Disgust is an emotion that evolved to regulate how humans make decisions in the domains of consumption, steering us clear of foods harboring toxins and micro-organisms; contact, steering us clear of individuals displaying signs of infection; and coitus, steering us clear from individuals judged to be biologically unfit partners, such as family members and farm animals. If disgust only affected eating, touching, and sex, there might not be much to discuss. Cues to an epidemic would be limited to shifts in personal decisions to change one's diet, wear gloves, and disengage from Tinder for the month. But disgust infiltrates moral judgments, and in this domain, there is much to be concerned about.
Disgust seeps into moral judgments in three ways—three avenues of subversion we need to protect against, especially now. First, personal feelings of disgust pattern the moral norms and laws we support. For instance, the activation of personal aversions toward sex with one's own siblings predicts moral disapproval of sibling incest for everyone.
Beyond incest, personally held judgments can fuel norms that condemn the behavior of others, thereby leading to, in some cases, moral bonfires that invariably target a particular group of individuals. From this perspective, heterosexual men's views on gay sex have led to draconic laws against homosexuality. So we need to be careful about how our personal sense of disgust influences our desires to initiate rules condemning particular groups.

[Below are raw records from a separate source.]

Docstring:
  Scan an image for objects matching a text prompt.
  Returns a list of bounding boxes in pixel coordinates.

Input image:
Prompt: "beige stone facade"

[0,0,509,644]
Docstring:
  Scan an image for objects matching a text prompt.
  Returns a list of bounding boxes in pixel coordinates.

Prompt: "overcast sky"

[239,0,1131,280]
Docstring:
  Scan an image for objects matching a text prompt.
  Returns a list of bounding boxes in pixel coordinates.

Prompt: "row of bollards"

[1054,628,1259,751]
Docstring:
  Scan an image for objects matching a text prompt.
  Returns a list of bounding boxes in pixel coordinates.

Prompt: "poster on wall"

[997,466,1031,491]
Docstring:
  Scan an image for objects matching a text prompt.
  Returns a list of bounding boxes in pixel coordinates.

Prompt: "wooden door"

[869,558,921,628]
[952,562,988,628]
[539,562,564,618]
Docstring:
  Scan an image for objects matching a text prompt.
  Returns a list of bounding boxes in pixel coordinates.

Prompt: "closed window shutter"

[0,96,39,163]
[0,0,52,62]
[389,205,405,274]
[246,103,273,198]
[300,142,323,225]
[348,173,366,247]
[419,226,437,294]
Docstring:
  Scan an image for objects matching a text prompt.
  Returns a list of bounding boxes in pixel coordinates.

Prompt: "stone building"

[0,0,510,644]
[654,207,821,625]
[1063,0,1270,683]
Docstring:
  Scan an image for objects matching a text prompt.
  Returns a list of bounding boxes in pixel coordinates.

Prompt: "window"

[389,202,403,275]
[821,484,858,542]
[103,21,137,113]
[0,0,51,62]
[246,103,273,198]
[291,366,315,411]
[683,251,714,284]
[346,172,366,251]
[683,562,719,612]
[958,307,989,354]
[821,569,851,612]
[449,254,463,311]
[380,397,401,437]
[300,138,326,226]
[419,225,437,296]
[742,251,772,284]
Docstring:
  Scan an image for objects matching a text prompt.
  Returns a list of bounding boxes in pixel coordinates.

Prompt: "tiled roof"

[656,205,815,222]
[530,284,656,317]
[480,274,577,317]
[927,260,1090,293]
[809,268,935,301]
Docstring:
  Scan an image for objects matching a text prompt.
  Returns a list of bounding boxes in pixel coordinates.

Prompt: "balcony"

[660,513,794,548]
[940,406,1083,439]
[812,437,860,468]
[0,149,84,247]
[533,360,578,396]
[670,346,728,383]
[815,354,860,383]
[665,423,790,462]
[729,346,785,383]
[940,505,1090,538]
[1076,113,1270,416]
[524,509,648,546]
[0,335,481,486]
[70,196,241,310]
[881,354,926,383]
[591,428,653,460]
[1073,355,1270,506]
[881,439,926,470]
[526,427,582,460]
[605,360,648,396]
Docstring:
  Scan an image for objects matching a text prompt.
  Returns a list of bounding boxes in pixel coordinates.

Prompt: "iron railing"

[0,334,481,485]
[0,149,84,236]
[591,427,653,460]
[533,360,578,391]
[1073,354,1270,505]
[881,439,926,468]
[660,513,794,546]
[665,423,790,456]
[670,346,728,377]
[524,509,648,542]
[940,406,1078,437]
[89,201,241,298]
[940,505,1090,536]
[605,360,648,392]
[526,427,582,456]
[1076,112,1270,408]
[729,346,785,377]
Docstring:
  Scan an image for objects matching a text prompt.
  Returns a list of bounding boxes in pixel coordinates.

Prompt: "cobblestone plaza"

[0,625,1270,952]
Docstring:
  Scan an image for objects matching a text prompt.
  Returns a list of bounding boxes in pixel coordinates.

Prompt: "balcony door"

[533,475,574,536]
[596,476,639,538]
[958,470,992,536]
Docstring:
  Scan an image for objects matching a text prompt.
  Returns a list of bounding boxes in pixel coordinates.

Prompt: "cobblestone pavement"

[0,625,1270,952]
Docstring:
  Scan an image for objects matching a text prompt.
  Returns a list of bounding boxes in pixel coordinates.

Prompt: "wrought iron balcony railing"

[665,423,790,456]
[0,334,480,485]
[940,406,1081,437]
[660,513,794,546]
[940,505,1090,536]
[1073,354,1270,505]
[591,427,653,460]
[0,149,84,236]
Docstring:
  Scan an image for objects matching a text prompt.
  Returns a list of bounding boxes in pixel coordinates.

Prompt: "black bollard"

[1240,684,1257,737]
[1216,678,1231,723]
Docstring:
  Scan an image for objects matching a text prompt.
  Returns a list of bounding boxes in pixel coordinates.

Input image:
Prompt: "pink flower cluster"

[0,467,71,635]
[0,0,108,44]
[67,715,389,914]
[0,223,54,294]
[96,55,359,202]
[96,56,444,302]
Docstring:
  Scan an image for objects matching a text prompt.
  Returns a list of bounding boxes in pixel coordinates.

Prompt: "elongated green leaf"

Second, disgust can be used to identify the moral leanings of others. When leaders, neighbors, or co-workers use the rhetoric of disgust, we get a sense of what rules they'd back and the groups they view, consciously or not, as exploitable. A quick perusal of President Trump's comments in which he uses disgust provides a laundry list of groups he condemns. And once disgust is in the mainstream, those views can become favored, leading to support for taxing people who buy large sodas or who drive gas guzzlers. Or more distasteful, disgust-motivated rules may even become enforced, such as occurred in Nazi Germany or the Jim Crow South.
Perceptions of widely held beliefs—whether felt or not—lead more people to hop on the disgust bandwagon. This is because, third and last, disgust language can be used as a shield against condemnation. When someone utters that a group of people or an act is disgusting, it signals two things: 1) that they would back rules condemning "this group" or forbidding "that act"; and, 2) that they themselves do not fall into the category of people to target. In this way, disgust communicates, "Take your condemnation sights off me. I'm one of the 'good' people—let's go after 'them.'"
As the coronavirus spreads, we need to be vigilant about these very different types of disgust. Personal disgust can help us protect against infection. Moral disgust, however, is nefarious and serves to target and condemn. Majority groups can dangerously leverage the power of disgust to serve their own ends.
When you hear disgust language, think of it as a thermometer, taking people's temperature on their interest in joining an alliance that might further coordinate to curb the freedom of, impose taxes on, socially exclude, or even exterminate another group. And when everyone speaks with disgust about a group, it can be dangerous to disagree. As Nazi Germany showed us, moral disgust can operate as a powerful tool, causing conformity. So, as people become ill around us, we can and indeed must push back on our primal instincts to use disgust to fuel our social and moral judgments.